――ピシャン!

慌てて生徒会室の扉を閉める陽斗。
い、いったいなに?

「美月、ここは危険だ。ほとぼりが冷めるまで近くで待機していよう」

珍しく真剣な陽斗の眼差しの中には焦りが混ぜ込まれていた。
生徒会の中でなにが起こってるの!?

陽斗に引っ張られて生徒会室の前から退却しようと足を動かしたところで、先程と同じ音がして、驚いて振り返れば、

「ぎゃぁ!生首ぃ!」

あたしの足を掴む生首が落ちていた。
目の前にいる陽斗に思わず抱きつけば、抱えられて足の圧迫感が消える。

生首を見れば、一ノ瀬狼が生首の手を、あからさまに体重をかけて潰していた。

「ら、雷先輩……?」

陽斗に抱えられながら声をかければ、床とキスしていた雷先輩の顔が持ち上がり、力ない笑顔を浮かべた。

「やぁ、美月。それから狼、俺の手に何をしているんだ」

ぎゃぁ!と一際大きな声を出して、また床とキスする。
そんなに床がすきなんですか。

「ら〜〜い〜〜〜?」

その恐ろしい声に顔を上げれば、どす黒い笑顔を浮かべた結乃先輩が仁王立ちで立っている。
情報収集に長け、浮気を決して赦さないヘラさまご光臨。

なぜだろう。結乃先輩の手に死神の鎌があるような気がするのは。

「ま、待ってくれ!な、なにか誤解がっ」

「誤解ですって〜?いい度胸してるわね雷。
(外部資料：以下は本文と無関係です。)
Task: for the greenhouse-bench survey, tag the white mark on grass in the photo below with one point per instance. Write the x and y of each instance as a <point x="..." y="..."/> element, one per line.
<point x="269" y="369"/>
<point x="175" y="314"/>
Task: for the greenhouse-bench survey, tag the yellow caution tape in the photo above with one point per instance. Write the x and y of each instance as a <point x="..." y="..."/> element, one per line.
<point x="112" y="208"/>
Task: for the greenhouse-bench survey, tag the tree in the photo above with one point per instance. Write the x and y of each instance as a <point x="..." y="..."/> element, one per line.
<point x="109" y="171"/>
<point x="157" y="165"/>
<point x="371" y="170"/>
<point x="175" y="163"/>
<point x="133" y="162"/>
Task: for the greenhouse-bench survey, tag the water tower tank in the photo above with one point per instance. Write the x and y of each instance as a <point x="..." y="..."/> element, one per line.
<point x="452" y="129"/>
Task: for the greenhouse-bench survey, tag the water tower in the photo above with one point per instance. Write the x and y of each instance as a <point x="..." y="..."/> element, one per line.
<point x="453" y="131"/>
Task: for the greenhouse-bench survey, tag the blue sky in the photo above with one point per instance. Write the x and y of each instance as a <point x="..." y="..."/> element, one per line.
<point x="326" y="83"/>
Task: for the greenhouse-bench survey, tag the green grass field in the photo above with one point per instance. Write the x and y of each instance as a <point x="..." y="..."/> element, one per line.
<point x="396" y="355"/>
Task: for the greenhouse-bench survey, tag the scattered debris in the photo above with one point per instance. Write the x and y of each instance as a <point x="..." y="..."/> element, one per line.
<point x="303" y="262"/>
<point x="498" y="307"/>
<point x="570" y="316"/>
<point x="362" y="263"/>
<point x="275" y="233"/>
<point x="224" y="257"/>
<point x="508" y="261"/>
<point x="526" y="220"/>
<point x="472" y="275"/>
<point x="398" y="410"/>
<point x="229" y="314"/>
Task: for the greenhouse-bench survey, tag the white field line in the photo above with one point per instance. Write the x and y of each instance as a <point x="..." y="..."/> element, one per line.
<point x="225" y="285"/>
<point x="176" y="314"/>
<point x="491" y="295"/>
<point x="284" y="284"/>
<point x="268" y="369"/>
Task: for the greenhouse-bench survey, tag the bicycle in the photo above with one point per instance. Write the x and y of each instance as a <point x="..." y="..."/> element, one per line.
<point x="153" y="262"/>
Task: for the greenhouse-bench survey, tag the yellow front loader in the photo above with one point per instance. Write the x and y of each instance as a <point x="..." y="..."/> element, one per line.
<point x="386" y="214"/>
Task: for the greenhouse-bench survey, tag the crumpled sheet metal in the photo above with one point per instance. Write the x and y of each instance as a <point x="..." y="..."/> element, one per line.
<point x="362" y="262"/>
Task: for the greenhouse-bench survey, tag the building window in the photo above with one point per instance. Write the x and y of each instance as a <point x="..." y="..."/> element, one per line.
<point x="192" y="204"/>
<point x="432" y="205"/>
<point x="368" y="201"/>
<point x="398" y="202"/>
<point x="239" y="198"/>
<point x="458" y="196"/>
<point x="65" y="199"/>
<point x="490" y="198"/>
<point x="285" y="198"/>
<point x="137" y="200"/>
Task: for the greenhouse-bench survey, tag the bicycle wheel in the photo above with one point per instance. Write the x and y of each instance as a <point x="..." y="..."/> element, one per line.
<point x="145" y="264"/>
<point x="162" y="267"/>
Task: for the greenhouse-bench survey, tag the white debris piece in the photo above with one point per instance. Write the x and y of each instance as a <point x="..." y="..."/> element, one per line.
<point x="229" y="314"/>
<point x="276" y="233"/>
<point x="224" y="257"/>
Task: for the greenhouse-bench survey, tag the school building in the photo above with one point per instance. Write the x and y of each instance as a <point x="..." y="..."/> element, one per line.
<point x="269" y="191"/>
あたしに嘘吐こうだなんて」

極上の微笑み。
それがいまや恐ろしくて堪らないシロモノになってしまった。

そんな結乃先輩を見るのが怖くて、思わず陽斗の肩に縋りつく。
彼の太陽色の髪に頬を埋めると、くすぐったくなるけど、いまはとりあえず我慢。

ゆさゆさと揺さぶられて、陽斗が歩いているのがわかる。

生徒会室の中に入ったのかな。勇気あるなぁ陽斗。